Minister of Defence – Tomorrow Never Dies (1997)



Ian Fleming attended Eton, and James Bond spent a couple of terms there before being expelled for ‘girl trouble with a maid’, but no mention is ever made of Eton in the Bond films. It would hardly be interesting the flag up the school Bond attended; but equally, Bond is meant to be cool, and Eton, whatever else it may be, is not cool. Julian Fellowes, however, pops up briefly in Tomorrow Never Dies as the OE tie-wearing Minister of Defence. His screen time is fairly limited (and Judi Dench and Geoffrey Palmer steal the only scene that he’s in) but he is posh-sounding, pragmatic, and of course a politician. More a throwback to the Old Etonian politicians of the 1960s, like Harold MacMillan and Alec Douglas-Home, than a foreshadowing of Johnson and Cameron.

Philip Blake – Five Little Pigs (2003)



Another Agatha Christie adaptation, this one darker and more psychological. Toby Stephens plays Philip Blake, a stockbroker (the pig that ‘went to market’), childhood best friend of the victim, and convinced of the guilt of the accused (the victim’s wife). This conviction turns out to be rooted in his envy of her, when towards the end he reveals his deep love of his best friend. His homosexuality is foreshadowed by a homophobic comment he makes about his butler (“perfectly good egg, even though he does bat for the other side”), by way of introduction to Poirot, whose name he mispronounces, and whom he incorrectly identifies as French. And, you guessed it, he wears what looks a lot like an Old Etonian tie; I may be wrong on this one, but it would make sense. This is a particularly unflattering depiction: Stephens depicts Blake as repressed, slightly smarmy, and poignantly out of touch with his emotions. Immediately he has tearfully confided in Poirot, he recovers his stiff upper lip (“not that I care much anyway…”). This secret, forbidden love (the story is set in the 1920s) is a clever adaptation of the novel, where Blake’s love is for the accused woman.

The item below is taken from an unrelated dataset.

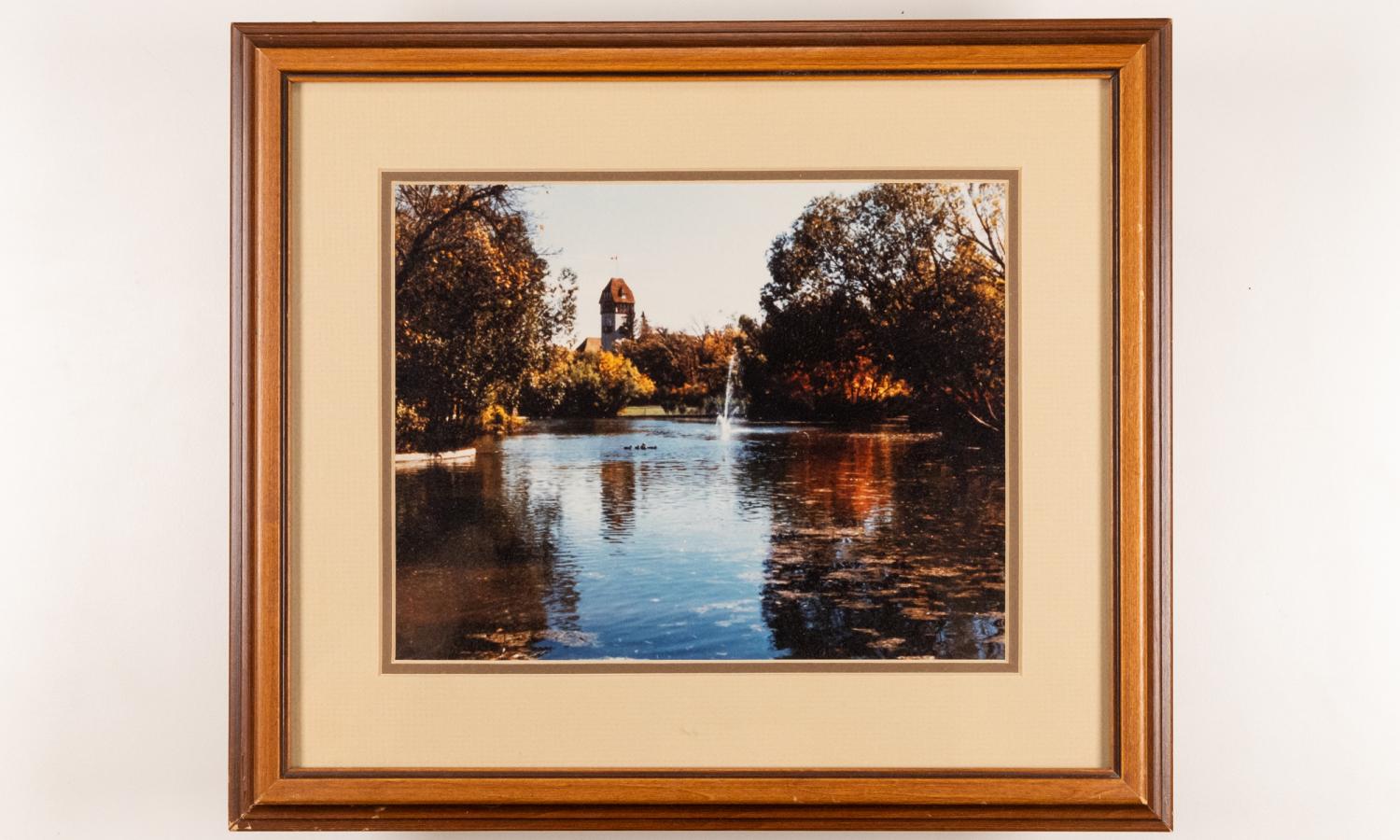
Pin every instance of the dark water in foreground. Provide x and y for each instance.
(783, 542)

What is to be gleaned from this survey? You wouldn’t think the wearing of a tie by a character on screen would be of much consequence, but the fact that a number of writers and designers have used this particular tie is interesting, and broadly speaks to a subtly negative depiction of Old Etonians in film. Whether this is some sort of industry-wide in-joke I have no idea, but it reinforces the often justified image of Old Etonians as, by turns, aristocratic, pompous, emotionally repressed and holding too many positions of influence. For le Carré, this was a sinister problem; for others, more inconsequential. At any rate, I shan’t be donning mine in a hurry. As Jeeves remarked to Wooster, “there is no time, sir, at which ties do not matter”.